Updating Security Software Before Travel

Another crucial step in ensuring your safety when using public WiFi is to keep your devices and security software up to date. Regularly updating your operating system, antivirus, and firewall can help protect against known vulnerabilities and keep your devices secure. Before embarking on your travels, make sure you've installed the latest updates to stay one step ahead of potential threats.

In addition to updating your security software, it's also a good idea to make sure your browser is updated to the latest version. Modern browsers regularly release patches to fix any vulnerabilities, and keeping them up to date will reduce the risks when browsing.

Personal Hotspot vs Public WiFi

Public WiFi comes with its risks, but you don't have to avoid it at all costs - as long as you are aware of the risks and put in place sufficient safety measures. However, there also exists other alternatives that can provide a safer and more secure browsing experience.

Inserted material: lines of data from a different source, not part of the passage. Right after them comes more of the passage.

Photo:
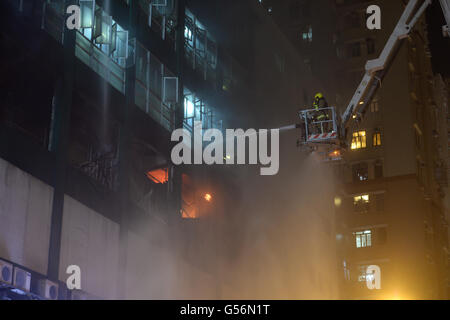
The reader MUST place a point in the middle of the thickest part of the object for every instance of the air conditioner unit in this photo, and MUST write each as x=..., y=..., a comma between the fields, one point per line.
x=22, y=279
x=48, y=289
x=6, y=272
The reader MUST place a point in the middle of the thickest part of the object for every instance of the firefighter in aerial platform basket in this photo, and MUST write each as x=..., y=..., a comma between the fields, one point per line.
x=320, y=115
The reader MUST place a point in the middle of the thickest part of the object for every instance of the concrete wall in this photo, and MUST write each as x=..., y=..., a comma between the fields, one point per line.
x=25, y=211
x=91, y=242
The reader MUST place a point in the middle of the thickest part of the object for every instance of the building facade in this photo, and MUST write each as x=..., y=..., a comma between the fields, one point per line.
x=391, y=205
x=87, y=116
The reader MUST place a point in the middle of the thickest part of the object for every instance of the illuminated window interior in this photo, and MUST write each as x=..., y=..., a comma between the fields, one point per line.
x=359, y=140
x=363, y=276
x=159, y=176
x=363, y=238
x=307, y=35
x=377, y=139
x=361, y=203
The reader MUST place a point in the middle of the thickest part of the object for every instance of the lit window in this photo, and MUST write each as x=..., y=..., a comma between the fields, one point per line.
x=307, y=35
x=187, y=33
x=189, y=109
x=359, y=140
x=159, y=176
x=363, y=238
x=374, y=106
x=363, y=276
x=361, y=203
x=377, y=139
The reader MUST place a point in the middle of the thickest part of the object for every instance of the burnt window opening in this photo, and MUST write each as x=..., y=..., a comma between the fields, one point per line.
x=93, y=144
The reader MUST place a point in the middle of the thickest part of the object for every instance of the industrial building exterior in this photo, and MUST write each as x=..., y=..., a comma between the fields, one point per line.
x=392, y=204
x=86, y=120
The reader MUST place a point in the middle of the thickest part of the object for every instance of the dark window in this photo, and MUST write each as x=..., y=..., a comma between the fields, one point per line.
x=294, y=10
x=356, y=49
x=379, y=202
x=370, y=46
x=378, y=168
x=380, y=236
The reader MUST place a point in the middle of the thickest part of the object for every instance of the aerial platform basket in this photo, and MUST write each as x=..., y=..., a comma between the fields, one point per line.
x=321, y=136
x=320, y=131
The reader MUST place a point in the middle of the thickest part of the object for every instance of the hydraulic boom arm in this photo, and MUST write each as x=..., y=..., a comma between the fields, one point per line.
x=376, y=69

When it comes to staying connected on the go, personal hotspots have become increasingly popular. A personal hotspot is a feature available on many smartphones that allows you to create your own secure WiFi network. By tethering your device and using your mobile data plan, you can ensure a private and encrypted connection wherever you go.

One of the advantages of using a personal hotspot is the added layer of security it provides. Unlike public WiFi networks, which can be easily accessed by anyone nearby, personal hotspots require a password to connect. This means that you can control which users have access to your network, reducing the risk of unauthorized access and potential data breaches.

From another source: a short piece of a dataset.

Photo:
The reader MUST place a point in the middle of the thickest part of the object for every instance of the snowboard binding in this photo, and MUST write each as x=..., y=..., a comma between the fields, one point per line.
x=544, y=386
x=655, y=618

On the other hand, a personal hotspot will mean that you need to have sufficient data on your data plan. Setting up a personal hotspot using your phone is also likely to drain your device's battery.

Get a Travel eSIM

You can solve your data and connectivity woes with a travel eSIM! Many providers of travel eSIMs offer data plans at near-local rates, making it more affordable than if you were to turn on international roaming. And if the volume of data that you have in your data pack was a concern, you would be glad to know that many provider of travel eSIMs also offer options of unlimited data, so you don't ever have to worry about running out of data. And in the event where you do not get an unlimited plan, it is also easy to purchase add-ons to get more data when you need to.

With such convenience and affordable rates, you probably no longer need to connect to a public WiFi when you are traveling! And if you need to use your laptop, you can simply use your device as your personal hotspot. Or if your laptop is eSIM-compatible, it might also be worth considering getting an eSIM for your laptop so you can work on the go without ever needing to connect to a public WiFi.